The alphabet soup of supply chain management continues to expand, with ever new forms of technology flooding the marketplace seemingly monthly. Where, how and when to implement new tools like machine learning, AI, and blockchain can be confusing, and it’s easy to get caught up in technology for technology’s sake. Instead, you should first have a firm technology foundation, learn about the options available to layer on top of it, and then consider implementing if it’s a fit.

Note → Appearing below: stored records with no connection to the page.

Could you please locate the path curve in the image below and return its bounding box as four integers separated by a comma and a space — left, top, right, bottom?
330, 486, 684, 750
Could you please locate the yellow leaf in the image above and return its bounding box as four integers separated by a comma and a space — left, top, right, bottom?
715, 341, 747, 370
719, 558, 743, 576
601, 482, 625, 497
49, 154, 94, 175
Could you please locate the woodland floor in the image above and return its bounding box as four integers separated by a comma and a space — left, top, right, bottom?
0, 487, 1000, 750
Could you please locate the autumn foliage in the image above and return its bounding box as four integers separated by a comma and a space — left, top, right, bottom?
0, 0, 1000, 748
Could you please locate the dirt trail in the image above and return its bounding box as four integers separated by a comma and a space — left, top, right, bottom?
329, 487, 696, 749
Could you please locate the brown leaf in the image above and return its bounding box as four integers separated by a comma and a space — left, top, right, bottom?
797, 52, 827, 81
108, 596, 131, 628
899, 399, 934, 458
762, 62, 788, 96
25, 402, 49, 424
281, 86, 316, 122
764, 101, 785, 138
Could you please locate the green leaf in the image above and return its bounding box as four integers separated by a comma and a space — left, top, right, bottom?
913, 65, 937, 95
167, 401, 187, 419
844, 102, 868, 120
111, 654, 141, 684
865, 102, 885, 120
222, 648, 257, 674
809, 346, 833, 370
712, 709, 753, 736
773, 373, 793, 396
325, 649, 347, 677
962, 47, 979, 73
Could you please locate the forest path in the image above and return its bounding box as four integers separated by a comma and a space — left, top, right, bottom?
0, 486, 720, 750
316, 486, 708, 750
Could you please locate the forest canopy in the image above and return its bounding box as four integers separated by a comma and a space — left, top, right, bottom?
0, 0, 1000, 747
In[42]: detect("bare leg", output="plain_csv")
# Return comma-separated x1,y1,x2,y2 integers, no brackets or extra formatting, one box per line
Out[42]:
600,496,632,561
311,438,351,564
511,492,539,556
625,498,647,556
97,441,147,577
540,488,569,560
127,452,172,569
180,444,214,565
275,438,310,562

Let’s take a look at one of the most confusing terms out there, and how it fits into the landscape of supply chain management: blockchain. Loosely, blockchain is a shared digital ledger or “block” that allows a supply chain to track and virtually “store” assets by recording them as they move from one stop to the next. Often, specific industries will establish their own blockchain. For instance, “Beefchain,” is a Wyoming-based meat-tracking system. It begins with ranchers, who upload information on their cattle via an RFID tag to its blockchain, offering up transparency on each cow as it moves through the supply chain. Customers receive data that allows them to understand the age and origin of each cow.
In general, blockchains involve about six to seven steps in the process, beginning with transaction data and ending with the model of blockchain “government,” or agreed upon rules from all parties. While blockchain is having a rough go of it in some current situations, it’s a technology that likely isn’t going away soon, and is worthwhile to keep on your radar.